Digital Yuan to Ensure Financial Stability
According to the South China Morning Post on Friday (Mar 26, 2021), Mu Changchun, PBOC’s director-general of the digital currency institute, said an important objective of the digital yuan is to provide financial stability in case Alipay and WeChat Pay experience a problem.
During an online panel discussion organized by the Bank of International Settlements (BIS) on March 25, Changchun noted the duopoly held by Alipay and WeChat Pay, with both platforms controlling 98 percent of China’s digital payment market.
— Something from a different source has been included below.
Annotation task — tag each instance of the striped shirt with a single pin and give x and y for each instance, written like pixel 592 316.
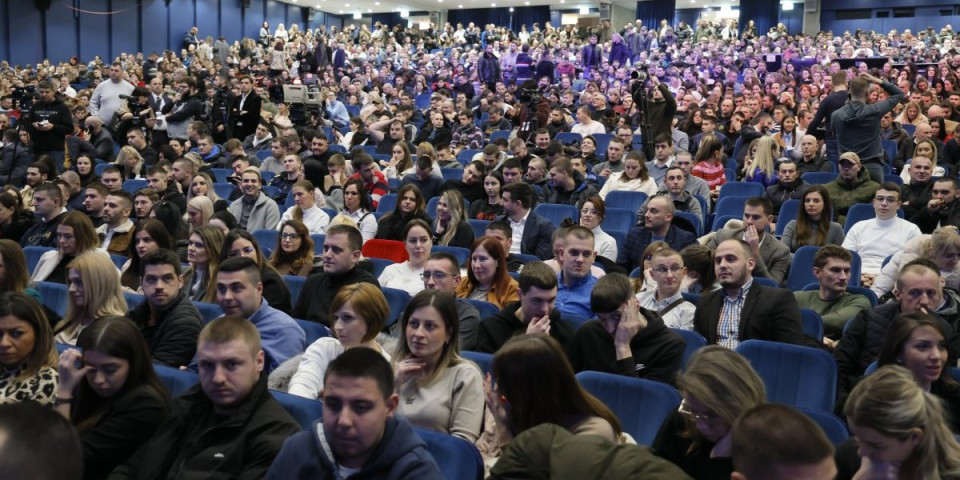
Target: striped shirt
pixel 728 329
pixel 713 173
However, the PBOC official expressed concerns about such vast control, stating that if the platforms encountered any issues, it could pose a risk to the country’s financial system.
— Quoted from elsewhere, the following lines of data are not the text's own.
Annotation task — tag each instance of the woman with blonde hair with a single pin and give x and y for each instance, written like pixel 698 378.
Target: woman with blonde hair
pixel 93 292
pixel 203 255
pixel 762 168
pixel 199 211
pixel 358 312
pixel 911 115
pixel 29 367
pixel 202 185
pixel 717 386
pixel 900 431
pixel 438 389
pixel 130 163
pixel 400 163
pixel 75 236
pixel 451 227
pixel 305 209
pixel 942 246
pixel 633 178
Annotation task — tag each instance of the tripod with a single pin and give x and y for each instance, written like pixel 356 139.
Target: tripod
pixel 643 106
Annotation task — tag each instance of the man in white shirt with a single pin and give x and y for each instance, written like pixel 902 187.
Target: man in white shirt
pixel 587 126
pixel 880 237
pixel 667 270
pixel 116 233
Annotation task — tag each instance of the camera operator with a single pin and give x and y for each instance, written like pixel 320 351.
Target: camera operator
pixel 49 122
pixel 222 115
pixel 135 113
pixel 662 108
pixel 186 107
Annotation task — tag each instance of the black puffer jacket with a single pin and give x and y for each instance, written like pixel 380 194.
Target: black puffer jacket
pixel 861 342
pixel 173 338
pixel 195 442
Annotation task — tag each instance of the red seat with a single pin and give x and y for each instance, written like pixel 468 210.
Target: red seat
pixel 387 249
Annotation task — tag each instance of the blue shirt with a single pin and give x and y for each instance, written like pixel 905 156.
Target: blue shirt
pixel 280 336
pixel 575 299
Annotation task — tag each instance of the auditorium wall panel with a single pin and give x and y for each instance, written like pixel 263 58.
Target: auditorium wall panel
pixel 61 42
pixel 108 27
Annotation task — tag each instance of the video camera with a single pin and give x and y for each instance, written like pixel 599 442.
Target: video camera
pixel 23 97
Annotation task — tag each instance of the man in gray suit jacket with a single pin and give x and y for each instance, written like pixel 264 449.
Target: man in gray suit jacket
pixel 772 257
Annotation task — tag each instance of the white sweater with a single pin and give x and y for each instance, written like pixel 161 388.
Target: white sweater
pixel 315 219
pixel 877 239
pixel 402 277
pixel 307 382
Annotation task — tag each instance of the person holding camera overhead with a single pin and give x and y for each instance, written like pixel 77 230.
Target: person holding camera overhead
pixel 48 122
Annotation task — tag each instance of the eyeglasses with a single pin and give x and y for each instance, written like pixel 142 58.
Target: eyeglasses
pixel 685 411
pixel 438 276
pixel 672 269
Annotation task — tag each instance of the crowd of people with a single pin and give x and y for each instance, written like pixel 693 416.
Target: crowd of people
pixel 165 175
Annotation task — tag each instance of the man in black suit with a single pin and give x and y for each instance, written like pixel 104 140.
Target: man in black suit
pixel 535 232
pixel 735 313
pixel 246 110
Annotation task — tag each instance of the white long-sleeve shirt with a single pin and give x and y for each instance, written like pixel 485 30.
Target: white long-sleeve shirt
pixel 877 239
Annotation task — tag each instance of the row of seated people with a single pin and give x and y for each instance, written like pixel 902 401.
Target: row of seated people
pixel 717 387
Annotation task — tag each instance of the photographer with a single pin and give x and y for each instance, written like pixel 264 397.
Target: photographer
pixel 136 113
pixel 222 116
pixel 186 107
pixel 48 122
“If something happens to them, financially or technically, that would definitely bring a negative impact to the financial stability of China. In order to provide a backup for the retail payment system, the central bank has to step up and provide a central bank digital currency service.”
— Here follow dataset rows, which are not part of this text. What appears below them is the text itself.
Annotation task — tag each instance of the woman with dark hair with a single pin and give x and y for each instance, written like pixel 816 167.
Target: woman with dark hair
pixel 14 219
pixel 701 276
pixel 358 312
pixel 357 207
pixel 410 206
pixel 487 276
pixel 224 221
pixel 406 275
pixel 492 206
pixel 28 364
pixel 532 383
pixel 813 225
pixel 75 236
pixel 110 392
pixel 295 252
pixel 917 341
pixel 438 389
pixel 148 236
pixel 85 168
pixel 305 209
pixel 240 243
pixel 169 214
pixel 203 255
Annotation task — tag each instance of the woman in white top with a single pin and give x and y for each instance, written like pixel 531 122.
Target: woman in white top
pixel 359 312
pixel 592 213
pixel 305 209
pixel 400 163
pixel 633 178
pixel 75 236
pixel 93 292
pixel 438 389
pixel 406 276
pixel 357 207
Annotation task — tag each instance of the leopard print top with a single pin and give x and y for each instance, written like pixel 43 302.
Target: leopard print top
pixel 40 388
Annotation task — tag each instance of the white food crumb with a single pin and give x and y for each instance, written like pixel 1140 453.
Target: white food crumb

Changchun’s latest comments come on the heels of the government’s efforts to combat monopolistic practices in China’s mobile payment industry. Earlier in March, Tencent was among some of the major tech companies fined for failing to disclose their acquisitions. In 2020, Chinese regulators halted Ant Group’s shares from listing on Shanghai and Hong Kong exchanges.
Also, there were speculations back in August 2020 that China’s upcoming digital yuan could reportedly water down Alipay and WeChat Pay’s duopoly. However, Changchun later in October, said that the CBDC project would work with both mobile payment platforms, rather than compete with them.
China Calls for Synchronisation of Global CBDCs
Changchun also spoke on CBDC projects by other central banks, stating that apex banks globally should encourage interoperability. According to the PBOC executive,
“Central bank digital currency supplied by one central bank should not impede another central bank’s ability to carry out its mandate for monetary and financial stability.”
Changchun added that information sharing and fund flow should be coordinated in a way that would enable regulators to effectively monitor transactions and ensure compliance.
As reported in back in December 2020, the Hong Kong Monetary Authority (HKMA) and the PBOC were preparing to test China’s digital yuan for cross-border payment. Earlier in February 2021, the PBOC partnered with central banks in Thailand, United Arab Emirates, and Hong Kong to explore cross-border payments for CBDCs.